There are mixed expectations between buyers and suppliers regarding who will pay for the increased costs.

According to the 2012 Contingent Buyer Survey, most buyers do not expect to absorb any of the costs of healthcare reform. IT buyers, tech/telecom and buyers with 10 or more suppliers are among those who think that their suppliers will absorb healthcare reform’s costs.  Meanwhile, data from Staffing Industry Analysts’ surveys show that 60 percent of staffing firms expect to pass on the costs of the healthcare reform to the buyers.

Staffing firms that employ fewer than 50 full-time equivalent employees are exempt from the employer penalties under the ACA, but the companies must still track workers and prove the exemption.

For companies with more than 50 full-time equivalents there will be a category of temporary labor of a short-term character that will also be exempt.

Companies that do not provide healthcare to their full-time employees are subject to a $2,000 fine per each full-time employee (after the first 30 workers).

Some staffing firms are considering offering cheaper and limited forms of insurance that may cover only doctor visits and prescriptions.

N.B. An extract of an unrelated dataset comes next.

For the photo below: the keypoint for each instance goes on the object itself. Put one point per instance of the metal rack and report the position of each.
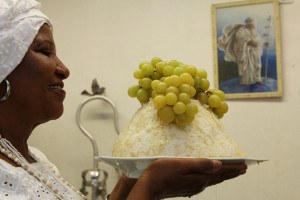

Such plans would allow firms to avoid the penalty. Other anticipated measures by staffing firms include increasing markup or bill rates to offset the costs of providing healthcare coverage and transitioning lower-skilled workers to shifts of less than thirty hours per week.

According to the 2013 Contingent Buyers Survey by Staffing Industry Analyst, some buyers are planning on engaging fewer independent contractors and more statement of work (SOW) and outsourced workers. However experts wonder if such a tactic would fully address ACA concerns. The American Staffing Association expects buyers to modify their standard 40-hour workweek to address cost increases. We also foresee contingent buyers actively seeking relationships with agency contractors who are taking responsibility for ACA concerns by offering a healthcare plan that meets the stipulations of the regulations.